Fake engagement is a key issue on social media platforms, with 'influencers' able to artificially inflate their stats, then make money from unwitting businesses by touting their perceived reach.
As such, Facebook's latest legal action is welcome news - Facebook has this week launched legal proceedings against a Spanish-based company called MGP25 Cyberint Services, over the provision of automation software to distribute fake likes and comments on Instagram.
As explained by Facebook:
"The defendant’s service was designed to evade Instagram’s restrictions against fake engagement by mimicking the official Instagram app in the way that it connected to our systems. The defendants did this for profit, and continued to do so even after we sent a Cease and Desist letter and disabled their accounts."

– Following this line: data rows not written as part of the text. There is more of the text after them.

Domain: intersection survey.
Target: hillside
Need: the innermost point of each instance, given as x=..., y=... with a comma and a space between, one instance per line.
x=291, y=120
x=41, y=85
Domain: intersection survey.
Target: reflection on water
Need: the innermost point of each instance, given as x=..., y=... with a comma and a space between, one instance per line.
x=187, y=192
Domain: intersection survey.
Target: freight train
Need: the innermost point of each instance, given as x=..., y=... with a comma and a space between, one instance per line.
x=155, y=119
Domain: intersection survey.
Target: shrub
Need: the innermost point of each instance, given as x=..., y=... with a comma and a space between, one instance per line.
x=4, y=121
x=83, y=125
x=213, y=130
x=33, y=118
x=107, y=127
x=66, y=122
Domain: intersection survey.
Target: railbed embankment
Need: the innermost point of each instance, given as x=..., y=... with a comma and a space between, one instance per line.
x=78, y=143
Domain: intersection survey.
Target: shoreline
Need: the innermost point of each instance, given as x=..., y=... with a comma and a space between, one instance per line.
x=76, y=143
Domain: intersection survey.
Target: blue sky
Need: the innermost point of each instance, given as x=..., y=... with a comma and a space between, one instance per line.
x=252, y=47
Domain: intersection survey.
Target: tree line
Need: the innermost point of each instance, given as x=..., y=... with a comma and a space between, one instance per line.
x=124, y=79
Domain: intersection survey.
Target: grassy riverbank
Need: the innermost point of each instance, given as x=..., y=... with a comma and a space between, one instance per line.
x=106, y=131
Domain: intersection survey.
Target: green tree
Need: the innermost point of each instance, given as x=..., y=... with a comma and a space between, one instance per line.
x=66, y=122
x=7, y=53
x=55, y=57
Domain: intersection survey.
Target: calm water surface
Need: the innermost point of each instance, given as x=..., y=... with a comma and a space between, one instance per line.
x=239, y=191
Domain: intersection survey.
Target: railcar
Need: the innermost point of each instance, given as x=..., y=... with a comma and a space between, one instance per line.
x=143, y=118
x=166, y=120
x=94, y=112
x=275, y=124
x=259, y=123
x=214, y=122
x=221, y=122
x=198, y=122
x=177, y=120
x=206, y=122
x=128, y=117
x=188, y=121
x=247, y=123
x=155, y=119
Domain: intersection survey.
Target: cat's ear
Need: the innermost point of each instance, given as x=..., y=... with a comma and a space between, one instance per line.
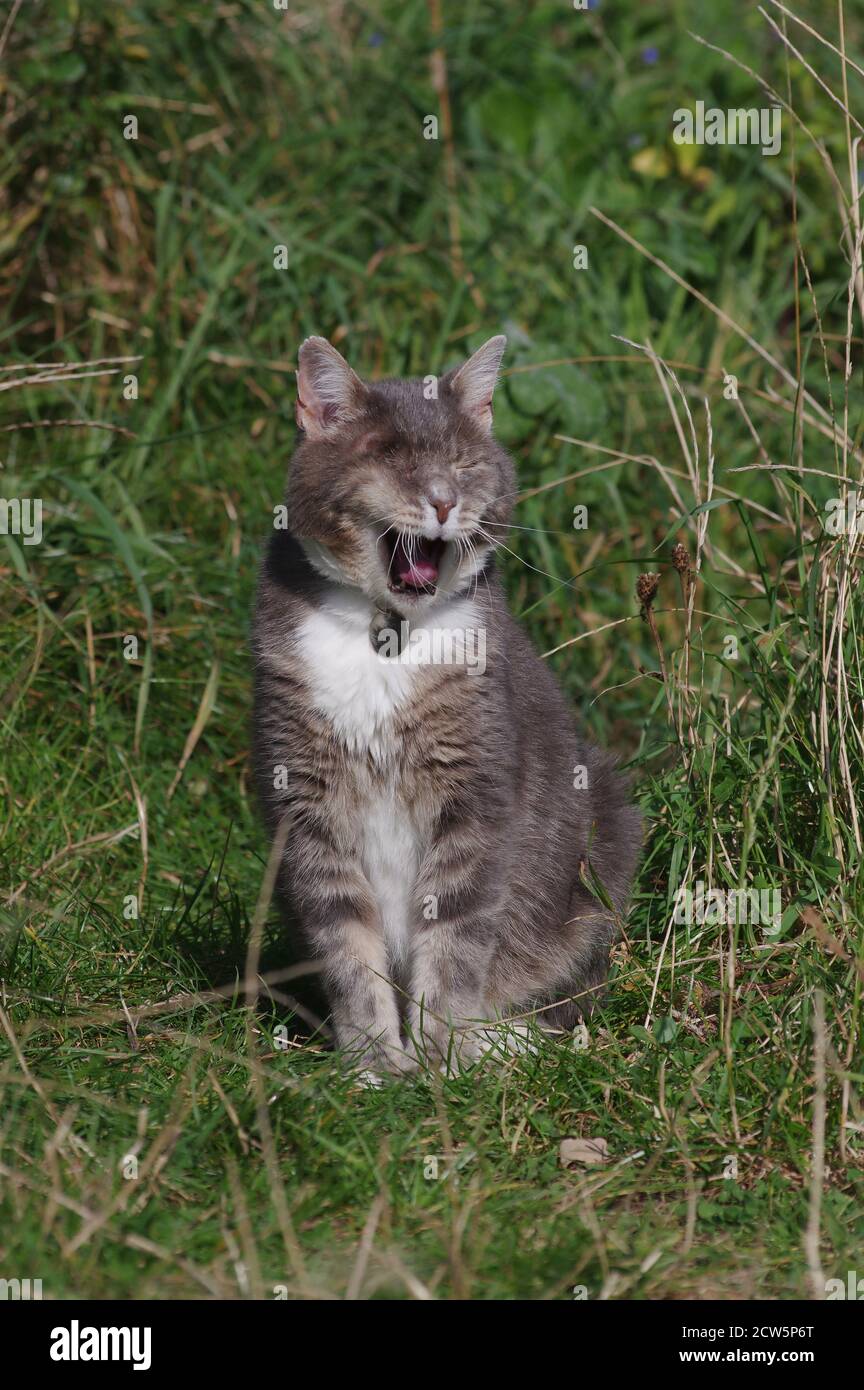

This is not the first time that Facebook has taken legal action over the sale of fake likes and followers.
In March 2019, Facebook filed suit against several companies, following a ruling by New York's Attorney General that selling fake social media followers and likes is essentially illegal. That case followed an investigation by The New York Times into an organization called Devumi which had reportedly provided a paid service to regularly add fake likes, followers and retweets to the accounts of a range of high-profile celebrities and social media influencers.
The New York ruling essentially established precedent that such activity is, in fact, illegal, and it's one of several areas that Facebook has since sought to take more action against, via legal enforcement, as a means to deter future instances of the same.
Of course, buying followers and likes is still possible - a simple Google search will provide you with a range of options to choose from. But hopefully, with increased legal action, Facebook can increase the risk for such traders, and disincentivize operations from offering fake engagement.
Also, it's just rubbish. You might feel a bit better, or look a bit better, with 10k followers instead of 100. But those bot accounts will never engage, they'll never buy your products. They'll also ruin your data - if half your audience are bots, your analytics are pretty much useless.
As a short-term strategy, maybe it looks impressive. But really, it's not helping, and it won't ultimately generate results.
And worse, if you get found out, the reputational damage could be severe.
In addition to this, Facebook is also taking action against the owner of a US-based company for data scraping.
"Facebook Inc. also sued Mohammad Zaghar in federal court in San Francisco for operating a data scraping service called Massroot8. This service asked people to provide their Facebook login credentials on the Massroot8 website. The credentials were then used by Zaghar’s service to scrape user data from Facebook. Zaghar collected the data by using a computer program to control a network of bots, which pretended to be an Android device connected to the official Facebook mobile app."
Data scraping has become a much bigger concern for Facebook following the Cambridge Analytica debacle, and while court rulings on such have presented varying results, in this instance, it seems that the company operated in violation of Facebook's terms, which will likely lead to prosecution.
It's good to see Facebook increasing its action on these fronts. With more businesses shifting their focus to online marketing, as local newspapers and their regular promotional outlets close up, it's increasingly important that the data being presented online is accurate, and reflects real world activity, by real people, while additionally protecting user information.
Weeding these services out will increase trust in online platforms, and ultimately, make social media a more effective and beneficial business tool.